Ncu failed with Found no NVIDIA driver on your system

Hi
I have a hard time running ncu on my system:

==PROF== Connected to process 43447 (/home/zeyu.chen/.cache/bazel/_bazel_zeyu.chen/6038ac9fefa83b1b010a60cd411239e6/external/python3_x86_64/bin/python3.9)
Traceback (most recent call last):
  File "/home/zeyu.chen/development/github.robot.car/cruise/cruise/develop/build/bin/cruise/mlp/robotorch2/experimental/benchmark_liger_kernels.runfiles/cruise_ws/cruise/mlp/robotorch2/experimental/benchmark_liger_kernels_exedir/__main__.py", line 126, in <module>
    main()
  File "/home/zeyu.chen/development/github.robot.car/cruise/cruise/develop/build/bin/cruise/mlp/robotorch2/experimental/benchmark_liger_kernels.runfiles/cruise_ws/cruise/mlp/robotorch2/experimental/benchmark_liger_kernels_exedir/__main__.py", line 122, in main
    exec(ast, clean_globals)
  File "/home/zeyu.chen/development/github.robot.car/cruise/cruise/develop/build/bin/cruise/mlp/robotorch2/experimental/benchmark_liger_kernels.runfiles/cruise_ws/cruise/mlp/robotorch2/experimental/benchmark_liger_kernels_exedir/cruise/mlp/robotorch2/experimental/benchmark_liger_kernels.py", line 15, in <module>
    input_data = torch.randn(batch_size, seq_len, hidden_dim).to("cuda")
  File "/home/zeyu.chen/.../torch/cuda/__init__.py", line 314, in _lazy_init
    torch._C._cuda_init()
RuntimeError: Found no NVIDIA driver on your system. Please check that you have an NVIDIA GPU and installed a driver from http://www.nvidia.com/Download/index.aspx
==PROF== Disconnected from process 43447
==ERROR== The application returned an error code (1).

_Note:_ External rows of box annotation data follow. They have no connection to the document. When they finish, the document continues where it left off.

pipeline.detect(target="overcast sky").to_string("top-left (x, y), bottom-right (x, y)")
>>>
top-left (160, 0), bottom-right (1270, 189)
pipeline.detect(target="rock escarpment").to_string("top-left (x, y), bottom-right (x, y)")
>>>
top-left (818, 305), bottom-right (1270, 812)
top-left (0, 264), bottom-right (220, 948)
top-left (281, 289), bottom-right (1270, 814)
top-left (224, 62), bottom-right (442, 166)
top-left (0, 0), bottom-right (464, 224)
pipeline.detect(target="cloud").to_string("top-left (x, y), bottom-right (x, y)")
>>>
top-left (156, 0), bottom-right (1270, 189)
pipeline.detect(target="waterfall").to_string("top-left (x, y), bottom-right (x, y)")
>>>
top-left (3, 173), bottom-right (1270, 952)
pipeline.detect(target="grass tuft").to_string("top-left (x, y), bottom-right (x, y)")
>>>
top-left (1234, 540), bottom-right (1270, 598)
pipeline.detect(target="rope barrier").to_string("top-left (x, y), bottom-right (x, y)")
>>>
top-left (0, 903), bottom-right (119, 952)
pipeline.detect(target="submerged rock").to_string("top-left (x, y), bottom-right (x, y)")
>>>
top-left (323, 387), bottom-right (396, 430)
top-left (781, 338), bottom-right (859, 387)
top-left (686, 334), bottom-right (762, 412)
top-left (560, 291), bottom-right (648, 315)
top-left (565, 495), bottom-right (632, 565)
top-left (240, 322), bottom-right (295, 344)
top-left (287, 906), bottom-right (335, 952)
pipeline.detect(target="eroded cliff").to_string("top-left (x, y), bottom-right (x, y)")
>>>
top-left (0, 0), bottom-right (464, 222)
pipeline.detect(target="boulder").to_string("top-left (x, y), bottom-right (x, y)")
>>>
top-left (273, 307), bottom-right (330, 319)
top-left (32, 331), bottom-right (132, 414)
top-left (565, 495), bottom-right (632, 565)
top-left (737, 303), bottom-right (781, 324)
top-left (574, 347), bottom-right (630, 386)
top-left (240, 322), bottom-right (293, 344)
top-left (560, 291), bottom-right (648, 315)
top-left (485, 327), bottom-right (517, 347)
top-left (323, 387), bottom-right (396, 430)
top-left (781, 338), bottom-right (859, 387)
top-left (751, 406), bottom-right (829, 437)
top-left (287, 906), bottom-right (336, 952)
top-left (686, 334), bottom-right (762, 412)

However I am able to run nsys with the program. How can I debug this?

Hi, @zeyu-chen

RuntimeError: Found no NVIDIA driver on your system. Please check that you have an NVIDIA GPU and installed a driver from Download The Latest Official NVIDIA Drivers

---------Can you make sure your app can work properly without ncu ?

Yeah I am pretty sure it can. And I can even run nsys with my program.

That’s strange. Because this error is not reported by ncu actually.

Can you please check if this is sample specific, I mean, can you try another simple CUDA sample to see if ncu works ?

My program is not CUDA sample. I tried git cloning cuda samples and it does work.

My program is a shell script generated by bazel to run python(PyTorch). I actually tried to inject ncu directly in the execution command:

exec "env" "${env_vars[@]}" "LD_LIBRARY_PATH=/usr/lib/x86_64-linux-gnu:$LD_LIBRARY_PATH" "${gdb_command[@]}" ncu "${python_command[@]}" "$@"

but it still failed.

One thing I observed is if I remove /usr/lib/x86_64-linux-gnu above, it was ncu can’t detect the driver, maybe I am doing it wrong to link the library? I guess the issue is related to some env var setup.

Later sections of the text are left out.